Truth, Beauty, Love & Sparkles: Bones “The Diamond in the Rough” Review
Bones returned with back to back new episodes “The Diamond in the Rough” and “The Archeologist in the Cocoon” last night, but did it return to form?
After a series of weighty Pelant-related episodes last year (and look out for more of those later this season), season eight has had its fair share of comic relief. “The Diamond in the Rough” is another such episode. Planting a toe in the world of professional ballroom dancing (and a tongue firmly in its cheek) the episode sees Brennan and Booth investigating the murder of Kendra Wurz, a world-class ballroom dancer whose crystal-encrusted remains are discovered in a local quarry by a TV host from a paranormal investigation show. And if this all sounds a little wacky then you’ll have a good idea about what to expect from the remaining half hour.
Brennan and Booth go undercover (reprising their Buck and Wanda Moosejaw personas) at auditions for “Dance to the Top,” a ballroom dancing competition the murder victim’s dance partner, Kendrick Mantarov, has recently entered – along with a new dance partner. Sound suspicious? Well, apparently women would kill for the opportunity to dance with Kendrick, the self-proclaimed number one dancer on the Eastern seaboard.
But Kendrick isn’t the only suspect on Brennan and Booth’s radar. Kendra’s old friend and rival dancer Leila, her overbearing mother and even Leila’s boyfriend all present themselves as likely suspects throughout the course of the episode, and it isn’t until Hodgins finds a way to dissolve the crystals from Kendra’s skeletal remains that he discovers how Kendra died, and who may have killed her.

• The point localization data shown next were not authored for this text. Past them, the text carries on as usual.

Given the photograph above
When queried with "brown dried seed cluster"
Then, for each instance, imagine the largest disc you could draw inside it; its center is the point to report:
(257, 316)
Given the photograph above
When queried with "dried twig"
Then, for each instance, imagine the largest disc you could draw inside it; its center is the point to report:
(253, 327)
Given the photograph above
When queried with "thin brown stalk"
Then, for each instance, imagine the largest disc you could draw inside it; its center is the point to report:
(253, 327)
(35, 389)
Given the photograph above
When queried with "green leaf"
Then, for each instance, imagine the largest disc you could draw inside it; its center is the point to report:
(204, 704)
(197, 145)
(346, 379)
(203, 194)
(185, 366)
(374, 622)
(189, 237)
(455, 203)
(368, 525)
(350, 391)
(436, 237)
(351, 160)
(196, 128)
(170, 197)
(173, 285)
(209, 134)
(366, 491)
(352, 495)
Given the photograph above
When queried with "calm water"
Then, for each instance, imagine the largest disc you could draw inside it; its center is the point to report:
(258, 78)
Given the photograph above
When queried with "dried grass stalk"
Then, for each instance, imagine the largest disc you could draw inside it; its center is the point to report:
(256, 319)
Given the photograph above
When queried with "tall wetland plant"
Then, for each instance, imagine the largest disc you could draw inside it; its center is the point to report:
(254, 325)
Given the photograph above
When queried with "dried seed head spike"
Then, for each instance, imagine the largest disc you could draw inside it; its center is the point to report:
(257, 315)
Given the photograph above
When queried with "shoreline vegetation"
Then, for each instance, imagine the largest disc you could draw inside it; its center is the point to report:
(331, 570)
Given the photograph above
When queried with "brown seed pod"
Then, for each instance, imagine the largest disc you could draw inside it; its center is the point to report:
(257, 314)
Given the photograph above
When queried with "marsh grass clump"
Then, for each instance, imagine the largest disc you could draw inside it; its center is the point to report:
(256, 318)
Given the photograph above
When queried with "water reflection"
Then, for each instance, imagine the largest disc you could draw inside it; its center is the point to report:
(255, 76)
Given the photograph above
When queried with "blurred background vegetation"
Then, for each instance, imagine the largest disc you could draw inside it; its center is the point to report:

Meanwhile Brennan begins to take the competition a little too seriously, believing she has a natural ability to faithfully recreate the dance moves of the professionals around her. Despite Brennan’s unyielding but also rather sweet belief in herself, we discover it’s actually Booth who has been hiding his dancing moves under a bushel, as a story emerges about how he gave dance lessons to pay his way through college (but not as a thirty dollar an hour gigolo, as Sweets attests).
The episode is not without moments of gravitas. In a previously hinted-at storyline, Angela begins to voice her resentment of the ugliness of her job, first to Brennan, then to Cam, and finally to Hodgins, and her moments this week explore just what it is she has given up in order to carry out her special work for the Jeffersonian institute. Her frustrations over an unrealized career as an artist come to a head when she finds, due to the demands of her job, she is unable to attend an exhibition of the works of John Singer Sargent, a painter whose work she greatly admires.
The truth is finally revealed, and Kendra’s killer (the boyfriend did it!) is chased down and arrested. Brennan and Booth also face a moment of truth of their own when Brennan expresses a sincere wish to carry out their rehearsed dance audition, despite the case now being officially solved. Booth is reluctant, knowing how dismal Brennan’s skills are but he agrees to compete nevertheless because … well Puppy Eyes basically.
The episode closes out with Brennan and Booth clumsily launching into their dance routine – a simple waltz that neither can seem to master, as each tries to lead or improvise while the other refuses to follow. For a moment the judges look on disapprovingly, and the assembled Jeffersonians in the audience wince, but then slowly, gradually Brennan and Booth come together in a series of graceful (if not awe-inspiring) moves, the give-and-take nature of which could be taken as an allegory for their relationship. (Or maybe it’s late and I’m reading too much into all of this.)
We know this couple is never going to win the competition, but we no longer care. Brennan and Booth have their own thing going on and it’s almost enough to bring a tear to the eye. (Not my eye. I have a rogue eyelash in there, that’s all.)
“Do I have to do anything special at the end?” asks Brennan in worried tones as Booth turns her on the dance floor.
“No,” Booth reassures her. “Because it’s never going to end. It’s always going to be just like this.”
And the episode bows out with the truth, beauty, love and a whole lot of sparkle.